If the period is ##T=\frac{2\pi}{\omega}## and there is a trough at time t0 then the next peak is at time ##t_0+T/2##.
##x(t_0)=-Ce^{-\Gamma t_0/2}##, ##x(t_0+T/2)=Ce^{-\Gamma (t_0+T/2)/2}=Ce^{-\Gamma t_0/2}e^{-\Gamma T/4}##.
So what is ##|\frac{x(t_0+T/2)}{x(t_0)}|##?

Last edited:
• EpselonZero
haruspex
Science Advisor
Homework Helper
Gold Member
2020 Award
It occurred to me that having obtained approximate values for the various frequencies and amplitudes from my crude recreation of the transient, we could model it in a spreadsheet and tune them to get a really good reconstruction of the graph you started with.
So for the transient I plugged in:
- a period of 4 seconds
- a per cycle attenuation of 1/4 (i.e., each complete cycle reduces the amplitude by three quarters),
- an amplitude at one quarter cycle (t=1 second) of -8. (Making C negative meant I could drop the phase shift φ=π.)
and for the steady state portion:
- a period of 1 second
- an amplitude of 2.8 (roughly)
- a phase of 0 (i.e. just sin(wdt)).

With no tweaking at all, it produced: Look familiar?

• EpselonZero
So what is ##|\frac{x(t_0+T/2)}{x(t_0)}|##?

Even with all your explanation I don't know what is that.

##x(t_0) = -Ce^{\Gamma t_0/2}##

If C is the amplitude (-8). Where's x at t=0. In my head at t=0 x = 0.

With the values above did you find ##\omega_0## ?

haruspex
Science Advisor
Homework Helper
Gold Member
2020 Award
Even with all your explanation I don't know what is that.
Just plug in the expressions I gave for x(t0) and x(t0+T/2) in the preceding line.
##x(t_0) = -Ce^{\Gamma t_0/2}##

If C is the amplitude (-8). Where's x at t=0. In my head at t=0 x = 0.

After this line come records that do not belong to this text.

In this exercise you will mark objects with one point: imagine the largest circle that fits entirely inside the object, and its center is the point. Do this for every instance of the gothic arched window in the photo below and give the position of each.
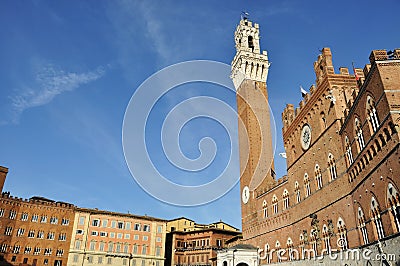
(361, 225)
(394, 204)
(275, 204)
(372, 114)
(332, 166)
(318, 176)
(349, 153)
(342, 241)
(359, 133)
(297, 192)
(376, 218)
(285, 199)
(307, 185)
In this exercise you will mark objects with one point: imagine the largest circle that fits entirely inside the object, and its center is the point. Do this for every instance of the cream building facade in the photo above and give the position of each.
(109, 238)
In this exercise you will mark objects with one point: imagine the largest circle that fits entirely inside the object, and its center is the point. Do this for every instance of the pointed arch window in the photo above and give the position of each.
(285, 199)
(376, 218)
(313, 242)
(297, 192)
(327, 239)
(359, 133)
(318, 176)
(342, 234)
(289, 245)
(278, 247)
(349, 153)
(332, 166)
(361, 225)
(267, 255)
(307, 185)
(394, 202)
(372, 114)
(275, 204)
(302, 247)
(265, 210)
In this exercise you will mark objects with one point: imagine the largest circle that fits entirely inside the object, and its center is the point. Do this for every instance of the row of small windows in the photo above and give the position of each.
(307, 189)
(35, 217)
(394, 203)
(376, 145)
(328, 232)
(197, 243)
(33, 234)
(29, 250)
(119, 225)
(112, 261)
(118, 235)
(374, 124)
(311, 239)
(117, 247)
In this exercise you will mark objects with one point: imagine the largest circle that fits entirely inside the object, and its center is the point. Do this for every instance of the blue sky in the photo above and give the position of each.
(68, 70)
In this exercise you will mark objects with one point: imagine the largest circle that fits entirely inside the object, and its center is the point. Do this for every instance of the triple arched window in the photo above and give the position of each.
(327, 239)
(394, 203)
(297, 192)
(285, 199)
(361, 225)
(376, 218)
(349, 153)
(265, 209)
(342, 234)
(307, 185)
(275, 204)
(372, 114)
(318, 176)
(359, 133)
(332, 166)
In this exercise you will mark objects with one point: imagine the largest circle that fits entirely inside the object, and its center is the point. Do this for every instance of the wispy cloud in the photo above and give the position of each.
(49, 82)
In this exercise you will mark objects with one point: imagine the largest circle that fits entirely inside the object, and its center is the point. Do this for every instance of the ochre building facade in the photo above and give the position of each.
(35, 231)
(189, 243)
(110, 238)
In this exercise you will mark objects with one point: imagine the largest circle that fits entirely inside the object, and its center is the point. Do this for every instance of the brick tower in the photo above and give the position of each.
(249, 73)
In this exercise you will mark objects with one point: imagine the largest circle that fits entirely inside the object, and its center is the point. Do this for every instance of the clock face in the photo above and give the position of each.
(305, 137)
(245, 194)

With the values above did you find ##\omega_0## ?
I defined t0 as the time of the first minimum. It is not t=0.
Yes, I found ##\omega_0##.

Just plug in the expressions I gave for x(t0) and x(t0+T/2) in the preceding line.

##\frac{C^e{-\Gamma t_0/2}e^{-\Gamma T/4}}{-Ce^{-\Gamma t_0/2}} = 4/-8##

##\Gamma = 0.69##

Like that?

haruspex
Science Advisor
Homework Helper
Gold Member
2020 Award
##\frac{Ce^{-\Gamma t_0/2}e^{-\Gamma T/4}}{-Ce^{-\Gamma t_0/2}} = 4/-8##

##\Gamma = 0.69##

Like that?
Yes.

So basically, ##\Gamma## is how the system decrease "speed"?

haruspex
Science Advisor
Homework Helper
Gold Member
2020 Award
So basically, ##\Gamma## is how the system decrease "speed"?
It's how the transient dies away, allowing the period to be controlled by the driving force. It continues to affect the amplitude.

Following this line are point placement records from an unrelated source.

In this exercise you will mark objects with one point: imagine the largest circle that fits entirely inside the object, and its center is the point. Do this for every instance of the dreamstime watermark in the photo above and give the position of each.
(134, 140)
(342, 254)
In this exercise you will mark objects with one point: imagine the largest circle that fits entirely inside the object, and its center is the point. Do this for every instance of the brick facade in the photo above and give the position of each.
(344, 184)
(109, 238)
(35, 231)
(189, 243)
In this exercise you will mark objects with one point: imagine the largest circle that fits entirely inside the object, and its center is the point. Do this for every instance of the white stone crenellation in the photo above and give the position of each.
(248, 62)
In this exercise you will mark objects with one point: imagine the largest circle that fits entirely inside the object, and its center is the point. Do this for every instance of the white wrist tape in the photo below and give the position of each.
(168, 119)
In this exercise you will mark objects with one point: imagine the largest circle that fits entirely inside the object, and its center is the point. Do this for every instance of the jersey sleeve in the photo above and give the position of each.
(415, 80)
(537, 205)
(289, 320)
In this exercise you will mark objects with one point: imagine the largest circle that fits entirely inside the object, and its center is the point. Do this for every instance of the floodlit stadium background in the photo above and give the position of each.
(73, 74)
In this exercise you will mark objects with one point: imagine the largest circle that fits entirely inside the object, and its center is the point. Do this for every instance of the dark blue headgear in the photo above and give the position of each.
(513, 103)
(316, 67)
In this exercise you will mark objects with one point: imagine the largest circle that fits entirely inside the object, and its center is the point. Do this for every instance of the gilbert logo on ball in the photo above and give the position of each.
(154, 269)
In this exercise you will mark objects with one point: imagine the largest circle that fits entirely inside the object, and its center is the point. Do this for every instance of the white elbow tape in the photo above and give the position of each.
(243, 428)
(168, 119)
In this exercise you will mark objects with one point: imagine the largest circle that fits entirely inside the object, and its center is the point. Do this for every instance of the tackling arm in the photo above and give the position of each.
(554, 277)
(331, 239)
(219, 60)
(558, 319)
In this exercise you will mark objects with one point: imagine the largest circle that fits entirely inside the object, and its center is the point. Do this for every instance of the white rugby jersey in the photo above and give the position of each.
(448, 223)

I love you! Seriously big big thanks

one more thing if you want. ##A(\omega_d) = 2.8## is that correct?

haruspex
Science Advisor
Homework Helper
Gold Member
2020 Award
I love you! Seriously big big thanks

one more thing if you want. ##A(\omega_d) = 2.8## is that correct?
That's how it looks on the graph you posted.
I encourage you to try to repeat the path I took: observe that the general equation is the sum of a decaying oscillation and a steady oscillation; deduce the steady oscillation parameters from the right hand part of the graph; subtract the equation for the steady part from the graph as a whole to reveal the transient oscillation; from the period and attenuation of the transient deduce its parameters; recreate the curve in a spreadsheet using the parameters calculated.